An interview with BRAVE director, Mark Andrews
Who would have ever thought that the studio who brought you rats in kitchens, robots in space and monsters in closets would be considered brave for telling a princess story? Yet, here we are. Pixar Animation Studios is set to release their 13th feature length animated film, BRAVE, this month, and all anyone can seem to focus on is the fact that for the first time in Pixar history, the protagonist is a girl.
“It is weird,” BRAVE director, Mark Andrews, tells me when I ask him if the attention his main character’s gender is garnering, is at all strange to him. “It’s not like we have a big dry erase board that says, ‘Pixar films until 2025: Girl picture, giraffe picture, something in Saudi Arabia!’ If we focused on that aspect, on marketing, on what we haven’t done, then we would be playing to that instead of playing to the strengths of the character and the story.”
These particular strengths are what Pixar has come to be known for and this can be at least in part attributed to their incredibly organic attention to detail. “We are more focused on building something from the ground up instead of hitting some bar or some expectation,” Andrews tells me of the Pixar philosophy, when we meet at Toronto’s Casa Loma, during the BRAVE press tour. “We’re still very much in the canon of Pixar, which is to say you’re going to get something where you don’t really know what to expect, but trust us, its gonna be good.”
The film had just screened, to great fanfare, for Toronto audiences the night before. Naturally, Andrews wore a kilt to the event.

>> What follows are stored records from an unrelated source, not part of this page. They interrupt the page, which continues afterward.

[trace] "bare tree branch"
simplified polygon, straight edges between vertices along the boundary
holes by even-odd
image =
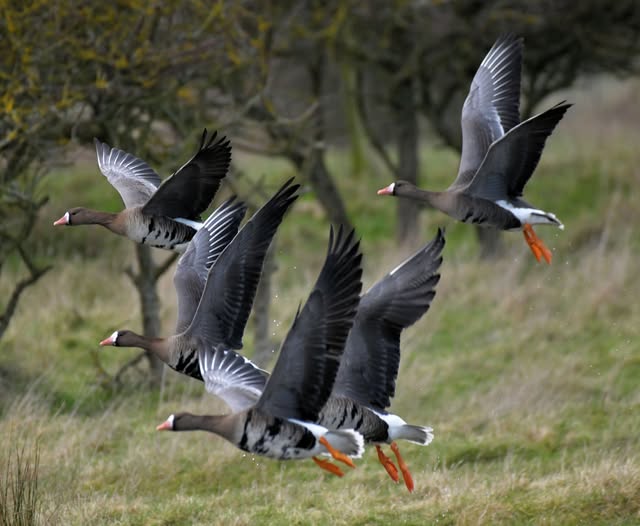
[[[165,259],[160,265],[155,268],[154,277],[158,281],[162,275],[171,268],[171,265],[180,257],[180,254],[174,252],[167,259]]]
[[[22,253],[22,250],[20,252]],[[20,296],[22,296],[22,293],[28,287],[35,284],[42,276],[44,276],[47,272],[49,272],[49,270],[53,268],[49,265],[40,269],[36,269],[30,261],[29,263],[26,263],[25,261],[25,264],[27,264],[29,268],[30,275],[29,277],[24,278],[16,283],[16,286],[14,287],[11,296],[9,297],[9,301],[4,308],[4,312],[0,315],[0,339],[2,339],[4,332],[9,326],[9,321],[11,321],[11,318],[15,313],[16,307],[18,306],[18,301],[20,301]]]
[[[122,376],[124,375],[124,373],[126,373],[132,367],[135,367],[136,365],[138,365],[146,356],[147,356],[146,351],[142,351],[136,354],[133,358],[131,358],[131,360],[126,362],[124,365],[120,367],[120,369],[118,369],[116,374],[113,375],[112,382],[116,385],[122,385]]]

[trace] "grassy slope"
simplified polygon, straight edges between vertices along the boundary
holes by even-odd
[[[50,183],[51,217],[39,235],[59,264],[26,294],[2,342],[0,466],[12,444],[38,440],[48,524],[640,522],[640,211],[631,191],[640,157],[625,127],[637,116],[581,117],[589,101],[560,125],[528,188],[567,227],[538,229],[552,266],[536,264],[519,234],[505,236],[505,257],[478,262],[469,227],[423,215],[425,241],[444,224],[448,244],[433,308],[403,337],[393,405],[436,432],[427,448],[401,445],[413,495],[388,479],[374,451],[338,479],[310,461],[251,458],[205,433],[156,433],[174,410],[224,410],[172,372],[161,393],[131,387],[136,372],[118,394],[101,387],[100,368],[113,374],[136,354],[97,350],[115,328],[140,326],[121,273],[130,247],[98,229],[49,227],[67,206],[109,196],[117,207],[91,165]],[[456,157],[423,153],[424,180],[446,186]],[[331,161],[347,173],[341,157]],[[274,172],[274,187],[286,176],[282,165],[241,162]],[[367,180],[336,179],[351,196],[370,284],[402,257],[391,241],[395,202],[374,195],[387,176],[374,166]],[[325,226],[310,197],[285,221],[278,341],[322,262]],[[161,294],[168,331],[170,276]]]

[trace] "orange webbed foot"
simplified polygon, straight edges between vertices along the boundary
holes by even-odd
[[[405,486],[407,486],[409,493],[413,493],[413,488],[414,488],[413,477],[411,476],[411,473],[409,472],[409,467],[405,464],[404,459],[402,458],[402,455],[400,455],[398,444],[396,444],[395,442],[391,442],[391,451],[393,451],[393,453],[396,456],[396,459],[398,460],[398,467],[402,472],[402,478],[404,479]]]
[[[338,477],[344,477],[344,473],[342,472],[342,470],[336,466],[335,464],[332,464],[331,462],[329,462],[328,460],[323,460],[321,458],[317,458],[317,457],[311,457],[311,459],[318,464],[318,466],[320,466],[322,469],[328,471],[329,473],[333,473],[334,475],[338,476]]]
[[[398,470],[396,469],[393,461],[383,453],[382,448],[379,445],[376,445],[376,450],[378,451],[378,460],[380,464],[387,470],[389,476],[393,479],[394,482],[398,482],[400,477],[398,477]]]
[[[538,261],[541,261],[542,258],[551,264],[551,250],[549,250],[545,244],[542,242],[542,239],[538,237],[538,235],[534,232],[533,227],[525,223],[522,227],[522,233],[524,234],[524,239],[529,245],[531,252]]]
[[[344,453],[342,453],[342,452],[338,451],[336,448],[334,448],[331,444],[329,444],[329,441],[326,438],[320,437],[319,442],[325,448],[327,448],[327,451],[329,452],[329,454],[333,458],[335,458],[336,460],[339,460],[340,462],[344,462],[350,468],[355,468],[356,467],[356,465],[353,463],[353,460],[351,460],[351,458],[348,455],[345,455]]]

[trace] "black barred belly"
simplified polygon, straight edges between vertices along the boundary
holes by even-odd
[[[204,381],[200,374],[200,365],[198,364],[198,353],[194,349],[193,351],[183,352],[178,358],[178,362],[175,366],[172,366],[175,371],[186,374],[196,380]]]
[[[254,455],[288,460],[308,458],[316,437],[306,427],[252,409],[238,447]]]
[[[388,442],[389,426],[374,412],[350,398],[332,396],[318,415],[318,424],[327,429],[355,429],[365,442]]]
[[[191,241],[196,230],[169,217],[145,217],[137,232],[137,241],[154,248],[173,250]]]

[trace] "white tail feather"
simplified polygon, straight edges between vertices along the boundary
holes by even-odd
[[[427,446],[433,440],[433,429],[431,427],[424,426],[412,426],[411,424],[404,424],[399,427],[389,428],[389,437],[392,440],[408,440],[414,444],[421,446]]]
[[[364,439],[353,429],[329,431],[324,438],[338,451],[350,457],[360,458],[364,453]]]
[[[389,438],[393,440],[408,440],[414,444],[426,446],[433,440],[433,428],[429,426],[413,426],[393,413],[376,414],[389,426]]]

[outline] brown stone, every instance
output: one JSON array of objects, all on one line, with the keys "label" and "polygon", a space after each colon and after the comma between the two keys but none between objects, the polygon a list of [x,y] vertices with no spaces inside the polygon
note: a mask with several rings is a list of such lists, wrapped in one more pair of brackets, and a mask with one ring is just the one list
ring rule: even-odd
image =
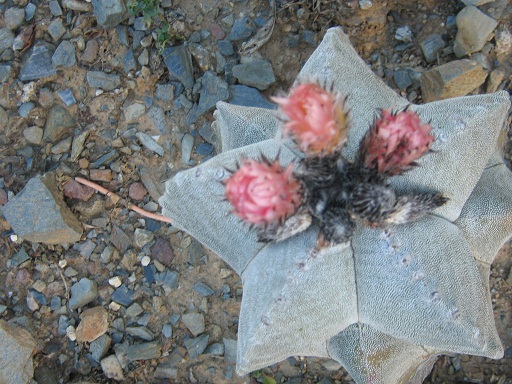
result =
[{"label": "brown stone", "polygon": [[7,203],[7,193],[4,189],[0,188],[0,205]]},{"label": "brown stone", "polygon": [[37,345],[26,330],[0,320],[0,383],[28,383],[34,374],[32,354]]},{"label": "brown stone", "polygon": [[112,180],[112,171],[110,169],[91,169],[89,171],[91,180],[109,182]]},{"label": "brown stone", "polygon": [[474,60],[456,60],[427,71],[421,76],[423,100],[431,102],[465,96],[482,85],[487,73]]},{"label": "brown stone", "polygon": [[76,328],[78,341],[91,342],[108,330],[108,312],[103,307],[86,309],[80,315],[80,324]]},{"label": "brown stone", "polygon": [[172,259],[174,259],[174,251],[169,240],[159,237],[151,247],[151,256],[166,267],[171,266]]},{"label": "brown stone", "polygon": [[80,57],[80,60],[85,63],[93,63],[98,57],[98,50],[100,45],[96,40],[89,40],[85,45],[84,53]]},{"label": "brown stone", "polygon": [[128,196],[130,196],[133,200],[142,200],[144,196],[148,193],[147,189],[144,188],[144,185],[142,183],[133,183],[130,185],[130,188],[128,189]]},{"label": "brown stone", "polygon": [[62,193],[70,199],[87,201],[94,194],[94,189],[86,185],[82,185],[73,179],[69,179],[62,187]]},{"label": "brown stone", "polygon": [[83,157],[78,160],[78,166],[82,169],[87,169],[89,168],[89,160],[87,159],[84,159]]}]

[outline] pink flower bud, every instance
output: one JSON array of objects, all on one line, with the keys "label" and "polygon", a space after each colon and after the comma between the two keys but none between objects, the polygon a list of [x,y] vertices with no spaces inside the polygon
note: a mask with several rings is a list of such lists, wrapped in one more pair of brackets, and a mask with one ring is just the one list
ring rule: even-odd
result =
[{"label": "pink flower bud", "polygon": [[287,97],[273,97],[288,116],[284,134],[289,135],[306,155],[320,155],[341,149],[347,137],[348,117],[343,101],[317,84],[301,84]]},{"label": "pink flower bud", "polygon": [[404,173],[434,143],[431,130],[413,111],[383,110],[361,143],[364,166],[388,175]]},{"label": "pink flower bud", "polygon": [[285,220],[301,204],[301,185],[293,175],[293,164],[282,168],[278,161],[243,160],[226,181],[226,199],[243,221],[265,226]]}]

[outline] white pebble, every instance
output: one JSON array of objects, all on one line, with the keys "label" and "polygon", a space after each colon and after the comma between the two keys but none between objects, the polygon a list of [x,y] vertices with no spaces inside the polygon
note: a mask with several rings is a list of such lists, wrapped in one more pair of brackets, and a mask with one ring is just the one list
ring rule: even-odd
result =
[{"label": "white pebble", "polygon": [[142,258],[142,260],[140,261],[140,263],[142,264],[143,267],[147,267],[150,262],[151,262],[151,258],[149,256],[144,256]]},{"label": "white pebble", "polygon": [[67,260],[59,260],[59,267],[65,268],[66,265],[68,265],[68,261]]},{"label": "white pebble", "polygon": [[18,235],[11,235],[11,241],[13,243],[17,242],[18,241]]},{"label": "white pebble", "polygon": [[73,327],[72,325],[67,327],[66,328],[66,336],[68,337],[69,340],[75,341],[76,340],[75,327]]},{"label": "white pebble", "polygon": [[114,276],[114,277],[111,277],[110,279],[108,279],[108,283],[117,288],[117,287],[120,287],[121,284],[123,284],[123,281],[121,280],[121,278],[119,276]]},{"label": "white pebble", "polygon": [[121,309],[121,304],[119,303],[116,303],[115,301],[111,302],[109,305],[108,305],[108,308],[114,312],[117,312]]}]

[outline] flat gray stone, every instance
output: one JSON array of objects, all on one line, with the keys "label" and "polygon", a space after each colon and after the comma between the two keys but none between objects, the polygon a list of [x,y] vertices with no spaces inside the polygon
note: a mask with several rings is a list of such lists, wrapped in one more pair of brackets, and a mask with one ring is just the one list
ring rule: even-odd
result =
[{"label": "flat gray stone", "polygon": [[466,5],[474,5],[475,7],[479,5],[484,5],[487,3],[492,3],[494,0],[462,0],[462,2]]},{"label": "flat gray stone", "polygon": [[34,243],[75,243],[82,235],[82,224],[64,203],[51,173],[30,179],[2,211],[14,232]]},{"label": "flat gray stone", "polygon": [[108,74],[101,71],[89,71],[86,77],[90,87],[101,88],[105,91],[112,91],[121,85],[119,75]]},{"label": "flat gray stone", "polygon": [[68,110],[62,105],[56,104],[48,112],[43,140],[48,143],[55,143],[67,133],[71,133],[71,129],[75,125],[75,119],[69,114]]},{"label": "flat gray stone", "polygon": [[463,57],[481,50],[498,22],[477,7],[467,6],[457,14],[457,36],[453,52]]},{"label": "flat gray stone", "polygon": [[62,23],[61,19],[54,19],[48,26],[48,33],[52,37],[53,41],[57,42],[66,33],[66,27]]},{"label": "flat gray stone", "polygon": [[52,56],[56,68],[69,68],[76,64],[75,45],[67,40],[62,41]]},{"label": "flat gray stone", "polygon": [[162,348],[158,345],[158,342],[151,341],[149,343],[141,343],[130,345],[124,351],[124,354],[130,361],[135,360],[151,360],[161,356]]},{"label": "flat gray stone", "polygon": [[212,110],[217,102],[227,100],[228,98],[228,83],[215,75],[212,71],[206,71],[202,77],[197,115],[201,116],[203,113]]},{"label": "flat gray stone", "polygon": [[434,34],[423,39],[420,46],[425,60],[432,63],[436,61],[438,53],[446,46],[446,43],[441,35]]},{"label": "flat gray stone", "polygon": [[181,161],[184,164],[190,164],[190,156],[192,155],[192,148],[194,147],[194,136],[190,133],[185,133],[181,139]]},{"label": "flat gray stone", "polygon": [[36,344],[26,330],[0,320],[0,383],[26,384],[32,379]]},{"label": "flat gray stone", "polygon": [[153,125],[162,135],[168,132],[167,121],[165,119],[165,112],[158,105],[153,105],[149,108],[148,116],[151,118]]},{"label": "flat gray stone", "polygon": [[203,333],[202,335],[193,339],[185,340],[183,345],[185,345],[185,348],[187,348],[190,358],[195,359],[197,356],[204,352],[206,346],[208,345],[208,340],[210,340],[210,336],[208,336],[207,333]]},{"label": "flat gray stone", "polygon": [[57,0],[50,0],[49,2],[50,12],[53,16],[62,16],[62,8]]},{"label": "flat gray stone", "polygon": [[233,339],[222,339],[224,343],[224,359],[228,363],[236,363],[237,341]]},{"label": "flat gray stone", "polygon": [[80,279],[78,283],[71,286],[71,298],[69,299],[69,309],[77,309],[89,304],[98,297],[98,288],[96,283],[86,277]]},{"label": "flat gray stone", "polygon": [[89,352],[91,352],[92,358],[99,363],[107,354],[111,343],[112,339],[107,334],[103,334],[96,340],[91,341]]},{"label": "flat gray stone", "polygon": [[116,355],[110,355],[101,360],[101,369],[109,379],[124,380],[123,368]]},{"label": "flat gray stone", "polygon": [[12,48],[14,43],[14,33],[9,28],[0,29],[0,52]]},{"label": "flat gray stone", "polygon": [[25,10],[23,8],[12,7],[4,13],[5,26],[9,29],[20,27],[25,21]]},{"label": "flat gray stone", "polygon": [[233,67],[233,76],[238,82],[259,90],[267,89],[275,83],[276,78],[272,65],[268,60],[256,59],[248,63],[238,64]]},{"label": "flat gray stone", "polygon": [[116,27],[126,14],[123,0],[92,0],[92,10],[98,25],[105,29]]},{"label": "flat gray stone", "polygon": [[0,83],[5,83],[11,77],[12,65],[0,64]]},{"label": "flat gray stone", "polygon": [[140,143],[150,151],[153,151],[160,156],[164,155],[164,149],[162,146],[153,140],[150,136],[146,135],[144,132],[137,132],[135,136],[137,136],[137,139],[139,139]]},{"label": "flat gray stone", "polygon": [[64,102],[64,104],[66,104],[66,107],[70,107],[76,104],[76,99],[73,95],[73,91],[69,88],[58,91],[57,95],[59,95],[60,99]]},{"label": "flat gray stone", "polygon": [[155,96],[165,102],[172,101],[174,99],[174,84],[157,84]]},{"label": "flat gray stone", "polygon": [[194,86],[192,55],[187,47],[178,45],[164,49],[162,56],[171,79],[179,80],[186,88]]},{"label": "flat gray stone", "polygon": [[56,73],[50,48],[46,44],[40,43],[30,48],[23,56],[19,79],[31,81],[53,76]]},{"label": "flat gray stone", "polygon": [[181,317],[183,324],[188,328],[190,333],[196,337],[205,331],[204,315],[202,313],[187,313]]},{"label": "flat gray stone", "polygon": [[231,95],[228,99],[230,104],[267,109],[277,108],[276,104],[267,101],[256,88],[235,84],[229,87],[229,93]]},{"label": "flat gray stone", "polygon": [[23,137],[25,137],[30,144],[39,145],[43,139],[43,132],[42,128],[34,125],[23,130]]},{"label": "flat gray stone", "polygon": [[133,103],[124,108],[124,119],[127,123],[138,119],[146,112],[146,106],[142,103]]},{"label": "flat gray stone", "polygon": [[153,332],[146,327],[126,327],[126,332],[146,341],[152,341],[155,338]]}]

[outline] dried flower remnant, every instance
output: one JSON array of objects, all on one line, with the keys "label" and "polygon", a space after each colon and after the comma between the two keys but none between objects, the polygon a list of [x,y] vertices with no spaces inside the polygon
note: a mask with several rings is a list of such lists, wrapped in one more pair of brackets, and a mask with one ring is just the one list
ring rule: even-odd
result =
[{"label": "dried flower remnant", "polygon": [[343,100],[318,84],[300,84],[285,97],[273,97],[288,117],[283,130],[306,155],[339,151],[347,139]]},{"label": "dried flower remnant", "polygon": [[265,227],[284,222],[302,201],[302,187],[292,172],[293,164],[283,169],[277,160],[244,159],[225,182],[226,199],[246,223]]},{"label": "dried flower remnant", "polygon": [[385,109],[361,142],[360,158],[368,169],[390,176],[402,174],[434,143],[431,130],[413,111],[393,114]]}]

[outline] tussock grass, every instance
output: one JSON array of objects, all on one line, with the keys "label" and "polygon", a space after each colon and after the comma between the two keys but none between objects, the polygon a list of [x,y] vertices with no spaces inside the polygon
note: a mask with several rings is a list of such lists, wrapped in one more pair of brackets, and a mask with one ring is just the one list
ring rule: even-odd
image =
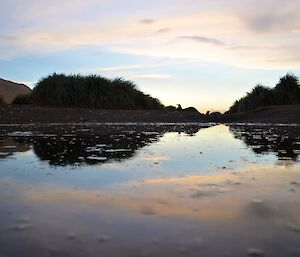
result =
[{"label": "tussock grass", "polygon": [[287,74],[274,88],[257,85],[250,93],[235,101],[229,113],[246,112],[258,107],[300,104],[300,85],[295,75]]},{"label": "tussock grass", "polygon": [[42,78],[32,92],[32,102],[51,107],[99,109],[162,109],[157,98],[144,94],[122,78],[52,74]]},{"label": "tussock grass", "polygon": [[0,95],[0,106],[1,105],[5,105],[5,101],[3,100],[3,98],[1,97],[1,95]]},{"label": "tussock grass", "polygon": [[12,104],[32,104],[32,95],[18,95],[13,101]]}]

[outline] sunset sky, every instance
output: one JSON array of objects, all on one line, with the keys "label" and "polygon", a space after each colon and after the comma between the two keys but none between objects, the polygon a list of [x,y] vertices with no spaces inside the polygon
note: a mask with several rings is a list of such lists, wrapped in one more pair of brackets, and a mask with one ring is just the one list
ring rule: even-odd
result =
[{"label": "sunset sky", "polygon": [[0,0],[0,77],[124,77],[163,104],[225,111],[300,76],[299,0]]}]

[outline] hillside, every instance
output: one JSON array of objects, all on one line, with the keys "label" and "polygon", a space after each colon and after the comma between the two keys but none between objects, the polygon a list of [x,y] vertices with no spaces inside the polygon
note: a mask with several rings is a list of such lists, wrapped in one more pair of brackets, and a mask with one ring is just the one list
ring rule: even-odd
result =
[{"label": "hillside", "polygon": [[18,84],[0,78],[0,96],[10,104],[16,96],[30,94],[31,89],[24,84]]}]

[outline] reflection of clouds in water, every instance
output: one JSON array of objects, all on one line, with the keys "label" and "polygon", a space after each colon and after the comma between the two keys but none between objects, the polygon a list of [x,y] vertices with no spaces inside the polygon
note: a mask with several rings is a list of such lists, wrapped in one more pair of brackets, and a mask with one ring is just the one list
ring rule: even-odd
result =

In what is now a great Pixar tradition, a number of the film’s animators, along with Andrews, spent a couple of weeks in and around the highlands of Scotland to take in the scenery. Andrews considers this research pilgrimage to be invaluable if you want to get out of your head. “You have to go, you have to touch everything to get here,” Andrews motions toward his heart at this point. “And once I get here, then I can get it on to a page or into a painting or tell somebody else about it because I can give them these details to hold on to. You get to the character of it all.”
Andrews, hard at work |
Taking on a princess in a long line of princesses, while still making sure to make the character modern and relatable to today’s crowd, meant tweaking the formula a little. “Being a princess and being a woman are very different things. It’s not this old adage that you have to be saved, that you have to fall in love to be complete,” Andrews states with the pride of a father. “Merida’s not questing for happily ever after. She’s discovering who she is and how she fits into this world, on her own terms.”